Officers were given the opportunity of flying as observers and found that they too, could speak and listen to their satisfaction. Trenchard was so delighted with the results that he at once sent a message to the Directorate of Military Aeronautics:


'With regard to the wireless telephone apparatus recently sent here for test, trials have been made with highly satisfactory results. I am very pleased that this problem appears to have been solved and I consider that it reflects much credit on those who have been engaged in the experimental work and the design of the apparatus.’
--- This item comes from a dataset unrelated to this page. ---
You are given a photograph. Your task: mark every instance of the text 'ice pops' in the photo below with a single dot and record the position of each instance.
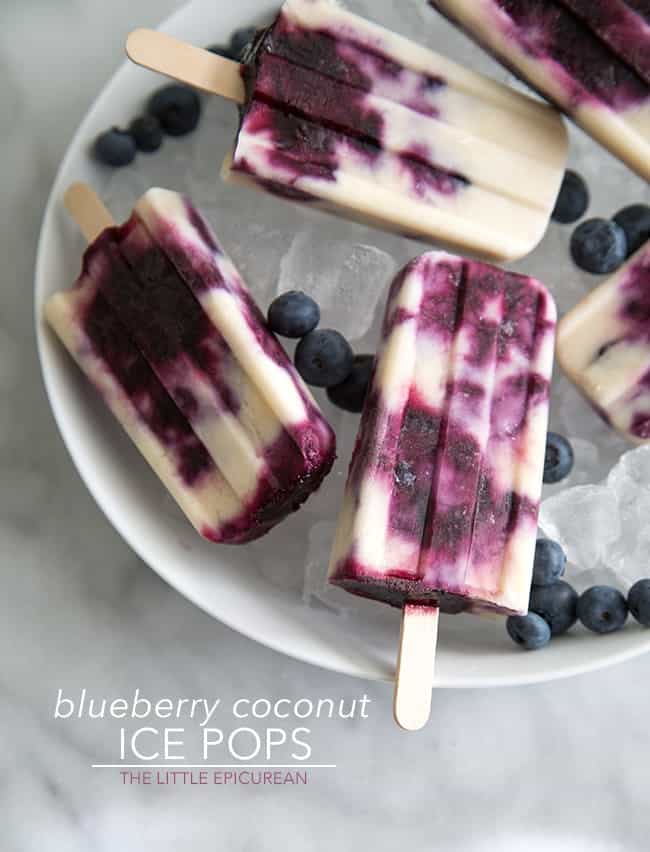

In August 1917 the RFC also introduced a wireless telegraphy tracking system to intercept enemy aircraft over England. Four BE12 aircraft sent at two-minute intervals in a simple code the number of hostile aircraft, their positions and direction of flight. The following is a RFC report on 31st October 1917.

'Fighters were put on readiness at 22.38. Four pilots briefly saw bombers, which quickly vanished. Two pilots, Oswell and Lucas, flying BE.12 trackers of No 50 Squadron both signalled their sightings back to base. Oswald followed a Gotha flying at 11,500 ft. northwest from Dover. The crew of a Strutter N5617 from Eastchurch picked up the Gotha. They closed in and the observer fired a drum from his Lewis gun. Shortly afterwards they lost sight of the machine.'

For the first officially recorded air-to-ground telephony communication and for the development of the wireless ‘telephone’ Prince was awarded the OBE, a grant of one thousand pounds after the war and the thanks of a grateful Air Ministry.


Tuner Mark III (Receiver), c. 1918


British variable reaction valve receiver operating on the 350-450 metres and 600-800 metres waveband. The Tuner Mark III (Receiver) was carried in British reconnaissance aircraft in 1918, and used to communicated with artillery batteries


A variable reaction receiver operating on the 350-450 metres & 600-800 metres waveband. Used by the BEF for long-range artillery work, R/T and night bombing along with hostile day and night raids. Also used for spotting for garrison guns & ground inter-communications.


By November 1918 the RAF had some 600 aircraft fitted with the new ‘Mark III choke controlled telephone sets’, operating in conjunction with 1,000 ground stations and manned by over 18,000 wireless operators.

It is also tragic to remember that there was an average of 400 casualties per year among RFC wireless operators, rising to nearly 500 lives lost during the months of May to November 1918.